Don Henley on radio

DonKelley@aol.com DonKelley@aol.com
Fri Feb 20 17:33:01 EST 2004


The earlier posts are correct.  DJ's choosing their own music went away with the payola scandal of 1960.  

Stations doing call-out and auditorium testing became the norm in the early 80's, and playlists reflected what listeners really wanted to hear.  Almost without exception the stations that executed this best are the ones that were most successful.  

The DJ...known these days as the Air Talent...is not hired for his or her ability to choose songs.  The ability to perform on the air is the criteria.  When a hire is made it's a casting decision.  

It's no different in television or movies.  The actor does not decide who lives or dies and who gets the girl at the end.  The actor performs the lines and breathes life into them.  A great radio Air Talent does the same thing with liners.

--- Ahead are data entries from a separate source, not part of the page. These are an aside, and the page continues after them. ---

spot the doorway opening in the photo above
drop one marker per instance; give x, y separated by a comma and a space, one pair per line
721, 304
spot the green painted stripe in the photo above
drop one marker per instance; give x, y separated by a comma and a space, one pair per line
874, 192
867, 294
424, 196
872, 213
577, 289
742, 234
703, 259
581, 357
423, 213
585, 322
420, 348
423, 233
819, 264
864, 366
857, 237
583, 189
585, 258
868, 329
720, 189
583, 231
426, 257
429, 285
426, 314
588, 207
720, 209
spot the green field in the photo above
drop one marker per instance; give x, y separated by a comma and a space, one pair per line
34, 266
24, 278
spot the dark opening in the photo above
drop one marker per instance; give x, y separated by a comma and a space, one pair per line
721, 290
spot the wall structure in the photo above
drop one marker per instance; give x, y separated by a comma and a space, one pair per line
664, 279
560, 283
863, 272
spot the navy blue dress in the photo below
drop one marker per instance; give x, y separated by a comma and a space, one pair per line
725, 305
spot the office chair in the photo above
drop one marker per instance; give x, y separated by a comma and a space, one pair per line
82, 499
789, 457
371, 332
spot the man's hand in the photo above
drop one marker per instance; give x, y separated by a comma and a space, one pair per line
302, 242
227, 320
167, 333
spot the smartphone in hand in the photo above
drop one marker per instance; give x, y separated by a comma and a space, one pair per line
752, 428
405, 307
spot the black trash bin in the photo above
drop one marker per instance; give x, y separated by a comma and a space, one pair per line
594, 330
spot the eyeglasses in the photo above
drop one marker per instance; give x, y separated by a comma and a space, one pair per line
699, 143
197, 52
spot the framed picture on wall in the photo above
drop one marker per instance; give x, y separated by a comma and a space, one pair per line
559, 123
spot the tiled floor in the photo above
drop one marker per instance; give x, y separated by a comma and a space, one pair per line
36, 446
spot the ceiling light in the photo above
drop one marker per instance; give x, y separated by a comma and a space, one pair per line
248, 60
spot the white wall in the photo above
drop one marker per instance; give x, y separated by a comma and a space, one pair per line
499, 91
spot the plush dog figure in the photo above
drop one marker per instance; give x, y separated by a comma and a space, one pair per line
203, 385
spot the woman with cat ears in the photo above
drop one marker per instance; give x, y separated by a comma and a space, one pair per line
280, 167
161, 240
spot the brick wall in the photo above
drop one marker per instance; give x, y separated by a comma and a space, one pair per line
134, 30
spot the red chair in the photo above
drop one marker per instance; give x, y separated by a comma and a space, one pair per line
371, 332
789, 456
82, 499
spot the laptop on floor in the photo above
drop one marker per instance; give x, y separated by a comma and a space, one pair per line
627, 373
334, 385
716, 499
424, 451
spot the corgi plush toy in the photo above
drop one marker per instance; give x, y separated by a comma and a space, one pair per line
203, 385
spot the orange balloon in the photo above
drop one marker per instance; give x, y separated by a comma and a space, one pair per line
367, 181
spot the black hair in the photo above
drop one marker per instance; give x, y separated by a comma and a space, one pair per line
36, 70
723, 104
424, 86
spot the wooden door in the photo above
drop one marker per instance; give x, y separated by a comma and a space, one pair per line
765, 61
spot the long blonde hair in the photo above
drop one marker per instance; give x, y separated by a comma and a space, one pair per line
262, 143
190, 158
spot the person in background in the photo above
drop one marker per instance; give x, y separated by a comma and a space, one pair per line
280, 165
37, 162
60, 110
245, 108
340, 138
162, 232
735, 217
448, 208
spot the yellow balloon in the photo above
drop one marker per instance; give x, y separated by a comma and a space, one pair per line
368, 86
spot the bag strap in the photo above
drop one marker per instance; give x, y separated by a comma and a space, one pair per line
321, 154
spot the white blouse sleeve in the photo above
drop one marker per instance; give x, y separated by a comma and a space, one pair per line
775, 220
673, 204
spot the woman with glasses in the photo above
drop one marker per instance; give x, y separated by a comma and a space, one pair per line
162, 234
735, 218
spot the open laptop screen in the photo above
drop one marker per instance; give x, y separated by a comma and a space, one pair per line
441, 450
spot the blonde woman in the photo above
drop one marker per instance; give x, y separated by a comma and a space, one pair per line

What Henley just doesn't get is that corporations do not dictate playlists.  Certainly not in major markets.  Stations go to great pains to put together their own playlists with the aim of playing what their own listeners want to hear.  True, labels can hype an artist onto the charts (Clay Aiken being a great example) but the listeners are the ones who ultimately decide what gets played.

When an artist isn't getting airplay it's usually due to a lack of listener votes...either for the artist or for the stations where they do get airplay.       

Don Henley's album "Inside Job" got little airplay.  This was not due to any corporate conspiracy, it was because the album wasn't that good.